Before Junior could complain that he knew that, Laurence was continuing: “And I think you should perhaps let Miss Murray have the benefit of the doubt. You are both very young, and we cannot all make good first impressions.” He stood, “Come now, I think we are already late for dinner.”
Chapter 8: The Treasure (Part II)
Chapter Text
The sorting project continued intermittently for the next two weeks, Tharkay unearthing more and more boxes and chests from increasingly obscure corners. Very little of it was of any worth, valuables having been long removed by his cousins, but still it all had to be considered carefully.
They were all of them glad when another set of visitors gave them an excuse to set it aside for a time—all of them, perhaps except for Laurence in his mounting anxiety, which Junior did not notice and Tharkay pretended not to.
“It is good to see you, old chap,” Catherine Harcourt said, embracing Laurence, then turning to Tharkay. “And it is good to see you as well, my dear,” kissing him on the cheek. “And the young gentleman!”
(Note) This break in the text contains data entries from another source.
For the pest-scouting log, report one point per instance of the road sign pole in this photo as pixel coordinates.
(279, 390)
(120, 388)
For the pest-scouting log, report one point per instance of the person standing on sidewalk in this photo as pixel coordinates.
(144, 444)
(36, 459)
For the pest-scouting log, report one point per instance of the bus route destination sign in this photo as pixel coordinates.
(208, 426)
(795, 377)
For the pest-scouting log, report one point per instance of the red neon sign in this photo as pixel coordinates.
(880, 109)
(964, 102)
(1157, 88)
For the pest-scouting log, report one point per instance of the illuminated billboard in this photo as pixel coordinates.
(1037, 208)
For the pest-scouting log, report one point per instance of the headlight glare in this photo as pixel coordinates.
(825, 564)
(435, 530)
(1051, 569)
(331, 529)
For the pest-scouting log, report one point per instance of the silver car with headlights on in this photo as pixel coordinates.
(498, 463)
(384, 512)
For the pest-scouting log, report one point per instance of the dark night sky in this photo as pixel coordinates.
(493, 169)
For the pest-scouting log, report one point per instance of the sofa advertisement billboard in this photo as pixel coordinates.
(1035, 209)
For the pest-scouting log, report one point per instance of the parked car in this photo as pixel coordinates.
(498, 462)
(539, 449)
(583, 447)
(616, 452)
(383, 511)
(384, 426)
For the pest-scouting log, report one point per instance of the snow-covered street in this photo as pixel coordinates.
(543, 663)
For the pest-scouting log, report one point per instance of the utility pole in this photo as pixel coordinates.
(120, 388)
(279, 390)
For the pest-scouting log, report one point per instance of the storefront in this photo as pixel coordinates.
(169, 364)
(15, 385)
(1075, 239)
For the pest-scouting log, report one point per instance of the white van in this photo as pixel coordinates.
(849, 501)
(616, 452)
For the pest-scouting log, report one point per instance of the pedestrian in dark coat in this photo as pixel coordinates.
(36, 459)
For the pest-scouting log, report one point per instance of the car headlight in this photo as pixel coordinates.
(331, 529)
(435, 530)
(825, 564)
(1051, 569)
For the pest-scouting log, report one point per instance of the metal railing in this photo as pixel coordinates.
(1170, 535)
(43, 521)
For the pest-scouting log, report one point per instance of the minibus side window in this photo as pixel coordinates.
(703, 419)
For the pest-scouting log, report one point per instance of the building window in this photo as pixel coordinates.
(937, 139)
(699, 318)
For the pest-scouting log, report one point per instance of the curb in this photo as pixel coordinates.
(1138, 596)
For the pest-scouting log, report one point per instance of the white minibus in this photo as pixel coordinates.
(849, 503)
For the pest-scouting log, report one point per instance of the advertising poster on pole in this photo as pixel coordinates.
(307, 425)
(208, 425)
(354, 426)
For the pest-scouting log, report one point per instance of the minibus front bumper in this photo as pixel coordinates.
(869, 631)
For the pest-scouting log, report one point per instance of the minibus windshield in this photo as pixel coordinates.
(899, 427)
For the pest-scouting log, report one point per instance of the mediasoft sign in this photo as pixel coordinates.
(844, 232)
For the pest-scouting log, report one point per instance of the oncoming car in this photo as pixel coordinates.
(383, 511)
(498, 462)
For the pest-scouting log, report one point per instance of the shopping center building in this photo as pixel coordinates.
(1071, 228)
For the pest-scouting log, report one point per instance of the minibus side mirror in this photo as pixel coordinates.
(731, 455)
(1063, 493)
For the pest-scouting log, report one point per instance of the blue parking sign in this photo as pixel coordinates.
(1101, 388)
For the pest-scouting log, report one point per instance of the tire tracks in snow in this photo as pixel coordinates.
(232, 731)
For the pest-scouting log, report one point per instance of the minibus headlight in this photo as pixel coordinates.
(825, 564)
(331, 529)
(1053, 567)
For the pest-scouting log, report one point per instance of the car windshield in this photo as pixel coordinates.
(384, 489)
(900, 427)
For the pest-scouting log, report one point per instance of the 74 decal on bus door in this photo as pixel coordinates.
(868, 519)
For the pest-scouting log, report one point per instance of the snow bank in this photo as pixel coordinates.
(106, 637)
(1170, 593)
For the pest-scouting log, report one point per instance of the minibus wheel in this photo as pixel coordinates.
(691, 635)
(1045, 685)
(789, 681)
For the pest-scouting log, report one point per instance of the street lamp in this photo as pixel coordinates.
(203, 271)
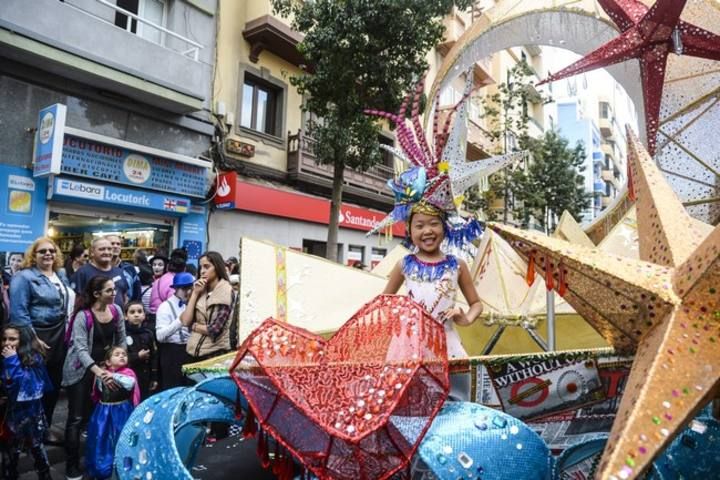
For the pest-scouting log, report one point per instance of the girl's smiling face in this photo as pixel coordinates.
(118, 358)
(11, 338)
(136, 314)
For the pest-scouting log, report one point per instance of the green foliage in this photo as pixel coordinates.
(551, 182)
(364, 54)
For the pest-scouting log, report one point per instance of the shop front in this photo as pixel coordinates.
(85, 185)
(294, 219)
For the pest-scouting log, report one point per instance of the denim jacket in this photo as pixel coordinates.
(34, 300)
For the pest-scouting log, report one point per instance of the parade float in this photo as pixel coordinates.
(368, 401)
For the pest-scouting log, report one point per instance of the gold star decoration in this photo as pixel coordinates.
(665, 308)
It was concerning that after nearly two months, Junior had still not shaken the delusion that he had once known them all, and he was put off by yet someone else having “forgotten” him. But otherwise he was as friendly as anything to Harcourt and Lily, clambering up and down the dragon, and insisting upon hearing all the tales of Malta.
“There is not much to do there, but it was very sunny,” Lily said, stretching out.
“Indeed,” Harcourt agreed, “you cannot complain about the weather.” And sure enough, the tan she had sustained suited her quite well, bringing more bloom to her cheeks somehow.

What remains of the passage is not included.